There is no small irony that this disclosure comes within the same news cycle as the arrests of the home grown al Qaeda cell in Miami. Has the Times broken one scoop on the activities of terrorists within the U.S.?
Let’s also note that the Times is not alone in sharing recognition for this achievement:
Nearly 20 current and former government officials and industry executives discussed aspects of the Swift operation with The New York Times on condition of anonymity because the program remains classified.
Would that any of the 20 had been harder at work finding sleepers or WMDs or translating Saddam’s documents.
How odd that most Americans think sleeper cells and buried WMDs in Iraq present more of a threat than the Administration’s surveillance of the banking activities of terrorists.
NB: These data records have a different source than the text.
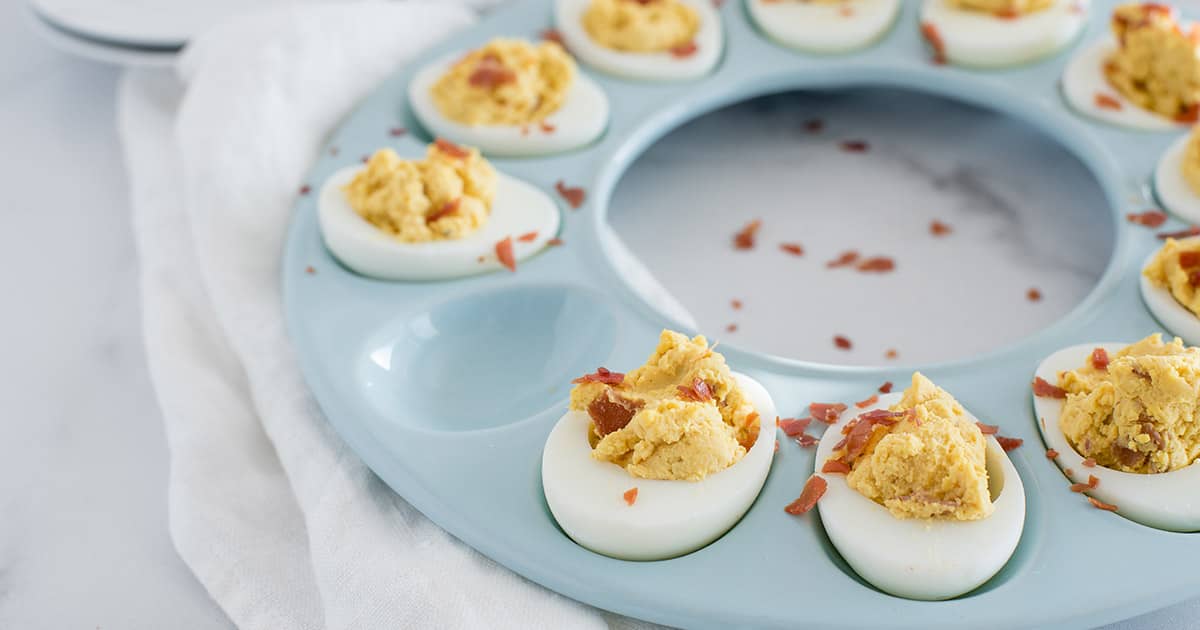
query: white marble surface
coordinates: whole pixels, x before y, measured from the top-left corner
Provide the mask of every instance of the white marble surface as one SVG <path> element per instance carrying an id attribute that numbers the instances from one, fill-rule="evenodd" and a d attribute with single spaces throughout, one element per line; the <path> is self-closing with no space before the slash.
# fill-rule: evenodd
<path id="1" fill-rule="evenodd" d="M 0 311 L 0 628 L 227 628 L 166 530 L 167 453 L 142 353 L 114 130 L 118 73 L 50 50 L 22 12 L 21 0 L 0 0 L 0 273 L 10 296 Z M 1021 157 L 1036 169 L 1053 156 Z M 743 175 L 756 172 L 747 166 Z M 971 182 L 946 181 L 951 189 Z M 956 194 L 972 193 L 944 193 Z M 721 238 L 742 219 L 730 217 L 714 228 Z M 819 240 L 797 239 L 814 251 L 806 262 L 817 251 L 824 258 Z M 1043 306 L 1064 308 L 1089 274 L 1085 265 L 1062 279 Z M 714 326 L 725 321 L 715 308 L 693 308 Z M 1115 627 L 1191 627 L 1198 613 L 1200 604 L 1185 604 Z"/>

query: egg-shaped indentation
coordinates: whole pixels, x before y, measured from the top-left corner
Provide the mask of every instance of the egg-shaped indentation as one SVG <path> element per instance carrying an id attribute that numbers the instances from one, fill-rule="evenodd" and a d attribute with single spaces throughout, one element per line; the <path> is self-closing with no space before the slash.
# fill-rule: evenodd
<path id="1" fill-rule="evenodd" d="M 575 58 L 605 74 L 643 81 L 688 81 L 709 72 L 721 59 L 724 34 L 721 15 L 711 0 L 680 0 L 694 9 L 700 26 L 685 53 L 625 52 L 601 46 L 583 26 L 583 15 L 591 0 L 557 0 L 554 22 L 567 50 Z"/>
<path id="2" fill-rule="evenodd" d="M 485 155 L 532 156 L 570 151 L 590 144 L 608 126 L 608 97 L 590 77 L 576 72 L 562 106 L 527 125 L 465 125 L 438 109 L 432 89 L 463 53 L 447 55 L 422 68 L 408 84 L 408 103 L 431 136 L 478 147 Z"/>
<path id="3" fill-rule="evenodd" d="M 837 4 L 746 0 L 763 33 L 797 50 L 838 54 L 866 48 L 883 37 L 900 13 L 900 0 L 849 0 Z"/>
<path id="4" fill-rule="evenodd" d="M 581 287 L 470 293 L 422 305 L 370 334 L 356 359 L 357 381 L 390 422 L 487 429 L 561 404 L 571 390 L 563 375 L 595 369 L 616 336 L 607 298 Z"/>
<path id="5" fill-rule="evenodd" d="M 1154 259 L 1156 253 L 1150 253 L 1142 262 L 1141 269 L 1150 265 L 1150 261 Z M 1163 328 L 1166 328 L 1172 335 L 1183 339 L 1188 345 L 1200 345 L 1200 317 L 1196 317 L 1195 313 L 1180 304 L 1179 300 L 1171 295 L 1169 288 L 1156 286 L 1145 274 L 1138 278 L 1138 282 L 1142 290 L 1142 301 L 1146 303 L 1146 308 L 1150 309 L 1150 314 L 1154 315 L 1154 319 L 1157 319 Z"/>
<path id="6" fill-rule="evenodd" d="M 886 409 L 900 400 L 886 394 L 866 409 Z M 817 446 L 817 469 L 833 454 L 842 426 L 857 414 L 844 413 Z M 967 417 L 975 417 L 967 412 Z M 820 474 L 829 487 L 817 511 L 838 553 L 856 573 L 898 597 L 942 600 L 968 593 L 996 575 L 1012 556 L 1025 523 L 1025 487 L 995 437 L 987 436 L 988 489 L 995 510 L 978 521 L 898 519 L 887 508 L 850 487 L 846 476 Z"/>
<path id="7" fill-rule="evenodd" d="M 1154 169 L 1154 194 L 1171 214 L 1192 223 L 1200 223 L 1200 195 L 1183 177 L 1183 159 L 1191 134 L 1171 143 Z"/>
<path id="8" fill-rule="evenodd" d="M 588 415 L 568 411 L 542 451 L 542 489 L 572 540 L 623 560 L 662 560 L 695 551 L 733 527 L 758 497 L 775 455 L 775 403 L 754 379 L 734 373 L 761 429 L 733 466 L 701 481 L 641 479 L 592 458 Z M 630 505 L 626 491 L 637 488 Z"/>
<path id="9" fill-rule="evenodd" d="M 1085 365 L 1096 348 L 1103 348 L 1112 356 L 1126 345 L 1089 343 L 1064 348 L 1046 357 L 1034 375 L 1049 383 L 1057 383 L 1059 373 Z M 1075 474 L 1071 481 L 1086 483 L 1088 476 L 1094 475 L 1099 483 L 1087 493 L 1117 506 L 1117 514 L 1143 525 L 1175 532 L 1200 531 L 1200 494 L 1196 492 L 1196 488 L 1200 488 L 1200 464 L 1172 472 L 1144 475 L 1099 465 L 1084 466 L 1083 456 L 1071 446 L 1059 424 L 1064 404 L 1061 398 L 1033 397 L 1042 439 L 1047 447 L 1058 451 L 1058 465 Z M 1102 515 L 1100 512 L 1097 514 L 1097 518 Z"/>
<path id="10" fill-rule="evenodd" d="M 922 24 L 941 38 L 946 60 L 977 68 L 1036 61 L 1070 44 L 1087 24 L 1086 0 L 1054 0 L 1033 13 L 1000 16 L 970 11 L 950 0 L 925 0 Z"/>
<path id="11" fill-rule="evenodd" d="M 445 280 L 501 269 L 496 243 L 512 238 L 519 264 L 558 234 L 558 206 L 550 196 L 515 177 L 497 173 L 491 216 L 467 236 L 405 243 L 354 211 L 343 187 L 363 166 L 343 168 L 325 180 L 317 213 L 325 245 L 347 267 L 382 280 Z"/>
<path id="12" fill-rule="evenodd" d="M 1179 123 L 1138 106 L 1108 83 L 1104 64 L 1116 50 L 1112 38 L 1102 38 L 1071 57 L 1061 82 L 1067 104 L 1084 116 L 1112 125 L 1146 131 L 1180 129 Z"/>

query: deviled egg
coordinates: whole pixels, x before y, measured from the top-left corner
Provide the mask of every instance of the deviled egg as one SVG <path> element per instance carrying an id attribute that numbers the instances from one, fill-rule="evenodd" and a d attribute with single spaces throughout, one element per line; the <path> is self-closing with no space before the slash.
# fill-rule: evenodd
<path id="1" fill-rule="evenodd" d="M 1200 530 L 1200 348 L 1159 334 L 1072 346 L 1034 379 L 1042 436 L 1073 490 L 1151 527 Z"/>
<path id="2" fill-rule="evenodd" d="M 494 155 L 575 149 L 608 124 L 608 97 L 554 42 L 493 39 L 443 57 L 413 77 L 408 101 L 432 135 Z"/>
<path id="3" fill-rule="evenodd" d="M 748 0 L 771 39 L 798 50 L 846 53 L 866 48 L 891 28 L 900 0 Z"/>
<path id="4" fill-rule="evenodd" d="M 1141 290 L 1159 323 L 1200 344 L 1200 237 L 1168 238 L 1142 266 Z"/>
<path id="5" fill-rule="evenodd" d="M 440 280 L 517 262 L 558 233 L 546 193 L 496 172 L 446 140 L 423 160 L 391 149 L 329 177 L 317 200 L 325 245 L 342 264 L 385 280 Z"/>
<path id="6" fill-rule="evenodd" d="M 1159 158 L 1154 194 L 1175 216 L 1200 223 L 1200 126 L 1172 143 Z"/>
<path id="7" fill-rule="evenodd" d="M 1087 24 L 1087 0 L 925 0 L 921 26 L 953 64 L 1003 67 L 1066 47 Z"/>
<path id="8" fill-rule="evenodd" d="M 711 0 L 556 0 L 554 19 L 571 54 L 626 79 L 702 77 L 724 42 Z"/>
<path id="9" fill-rule="evenodd" d="M 1200 113 L 1200 45 L 1165 4 L 1123 4 L 1113 36 L 1067 64 L 1062 91 L 1076 111 L 1114 125 L 1162 131 Z"/>
<path id="10" fill-rule="evenodd" d="M 575 542 L 658 560 L 716 540 L 749 509 L 774 457 L 775 404 L 704 337 L 663 331 L 646 364 L 575 379 L 542 452 L 542 488 Z"/>
<path id="11" fill-rule="evenodd" d="M 1025 523 L 1021 478 L 997 439 L 928 378 L 913 374 L 903 394 L 842 414 L 825 435 L 817 466 L 828 487 L 817 510 L 863 579 L 940 600 L 1008 562 Z"/>

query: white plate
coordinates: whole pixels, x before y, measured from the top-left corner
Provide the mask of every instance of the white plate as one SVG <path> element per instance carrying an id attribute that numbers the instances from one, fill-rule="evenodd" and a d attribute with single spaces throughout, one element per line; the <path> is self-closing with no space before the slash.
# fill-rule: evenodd
<path id="1" fill-rule="evenodd" d="M 180 47 L 247 10 L 297 0 L 29 0 L 54 26 L 110 45 Z"/>
<path id="2" fill-rule="evenodd" d="M 1184 221 L 1200 223 L 1200 195 L 1183 178 L 1183 157 L 1191 135 L 1183 134 L 1163 152 L 1158 168 L 1154 169 L 1154 193 L 1167 212 Z"/>
<path id="3" fill-rule="evenodd" d="M 33 30 L 46 39 L 51 46 L 70 55 L 119 66 L 141 68 L 166 68 L 175 63 L 179 50 L 154 50 L 146 48 L 115 46 L 72 35 L 47 22 L 36 12 L 29 12 Z"/>

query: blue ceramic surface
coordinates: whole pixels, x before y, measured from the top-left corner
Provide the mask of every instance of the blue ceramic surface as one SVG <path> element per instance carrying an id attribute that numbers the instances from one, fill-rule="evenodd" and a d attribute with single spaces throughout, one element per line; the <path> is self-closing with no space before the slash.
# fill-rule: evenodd
<path id="1" fill-rule="evenodd" d="M 1055 350 L 1132 341 L 1161 329 L 1138 295 L 1138 265 L 1157 241 L 1152 231 L 1126 225 L 1124 215 L 1145 209 L 1150 174 L 1178 133 L 1124 130 L 1073 113 L 1057 85 L 1074 47 L 1003 71 L 933 65 L 919 36 L 918 4 L 906 3 L 875 46 L 825 57 L 768 41 L 740 3 L 727 2 L 725 53 L 710 76 L 649 84 L 590 73 L 612 104 L 597 142 L 556 156 L 494 160 L 551 195 L 558 180 L 588 193 L 579 210 L 563 207 L 566 244 L 525 261 L 515 274 L 437 283 L 358 276 L 324 248 L 315 196 L 302 197 L 284 253 L 285 308 L 304 374 L 329 421 L 397 493 L 467 544 L 567 596 L 670 625 L 1085 627 L 1200 595 L 1193 569 L 1200 538 L 1151 529 L 1079 500 L 1043 456 L 1029 394 L 1033 370 Z M 1093 3 L 1082 41 L 1104 34 L 1114 4 Z M 408 113 L 412 73 L 493 36 L 536 38 L 553 26 L 552 13 L 548 0 L 516 3 L 400 69 L 330 135 L 338 151 L 322 153 L 310 183 L 319 185 L 381 146 L 420 154 L 429 138 Z M 697 552 L 637 563 L 575 545 L 546 507 L 539 471 L 543 441 L 566 408 L 569 380 L 598 365 L 639 365 L 660 329 L 688 330 L 607 225 L 622 172 L 662 135 L 724 105 L 792 89 L 864 85 L 998 110 L 1075 153 L 1108 200 L 1098 220 L 1113 222 L 1117 234 L 1103 277 L 1054 325 L 964 361 L 856 368 L 751 353 L 729 342 L 722 351 L 735 369 L 767 387 L 781 411 L 816 400 L 857 400 L 920 368 L 982 420 L 1024 438 L 1025 447 L 1010 453 L 1028 501 L 1016 553 L 991 581 L 952 601 L 885 595 L 838 557 L 817 514 L 783 512 L 813 471 L 810 450 L 776 458 L 745 518 Z M 397 126 L 411 132 L 389 137 Z M 309 266 L 316 273 L 307 273 Z"/>

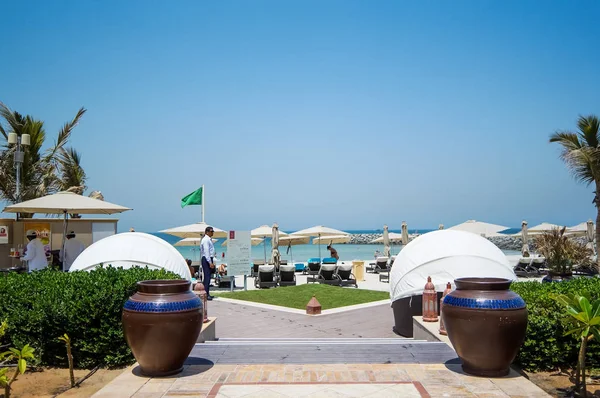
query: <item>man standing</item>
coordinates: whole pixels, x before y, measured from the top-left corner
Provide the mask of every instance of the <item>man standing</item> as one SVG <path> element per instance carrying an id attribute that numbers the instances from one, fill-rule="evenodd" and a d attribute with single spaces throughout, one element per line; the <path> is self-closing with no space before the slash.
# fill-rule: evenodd
<path id="1" fill-rule="evenodd" d="M 65 254 L 63 255 L 62 248 L 60 249 L 60 261 L 63 263 L 63 271 L 68 271 L 75 262 L 77 256 L 79 256 L 85 250 L 85 245 L 75 239 L 75 231 L 71 231 L 67 234 L 67 241 L 65 242 Z"/>
<path id="2" fill-rule="evenodd" d="M 27 253 L 21 257 L 21 260 L 27 261 L 27 268 L 29 272 L 38 271 L 48 266 L 48 260 L 46 259 L 46 250 L 44 244 L 37 237 L 37 232 L 33 229 L 27 230 L 25 233 L 29 243 L 27 243 Z"/>
<path id="3" fill-rule="evenodd" d="M 212 227 L 206 227 L 204 237 L 200 242 L 200 256 L 202 258 L 202 284 L 206 290 L 206 299 L 212 300 L 213 297 L 209 293 L 211 269 L 215 268 L 215 246 L 213 245 L 212 236 L 215 230 Z"/>

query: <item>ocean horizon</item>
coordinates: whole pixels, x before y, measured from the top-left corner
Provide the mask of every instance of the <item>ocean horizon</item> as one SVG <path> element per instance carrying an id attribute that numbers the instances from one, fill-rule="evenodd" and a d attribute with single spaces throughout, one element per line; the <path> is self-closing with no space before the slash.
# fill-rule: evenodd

Supreme Judge of All Things Bill Keller spoke from on high in the Times’ story, and took no questions:
Bill Keller, the newspaper’s executive editor, said: “We have listened closely to the administration’s arguments for withholding this information, and given them the most serious and respectful consideration. We remain convinced that the administration’s extraordinary access to this vast repository of international financial data, however carefully targeted use of it may be, is a matter of public interest.”
Bill Keller. The real decider-in-chief.
Will he ever have the guts to grant an interview to any critic of his paper’s reckless practices?
Not that the New York Times will be interested. Bill Keller would rather know how the military found him so his paper could publish the details. Those would be, after all, “a matter of public interest.”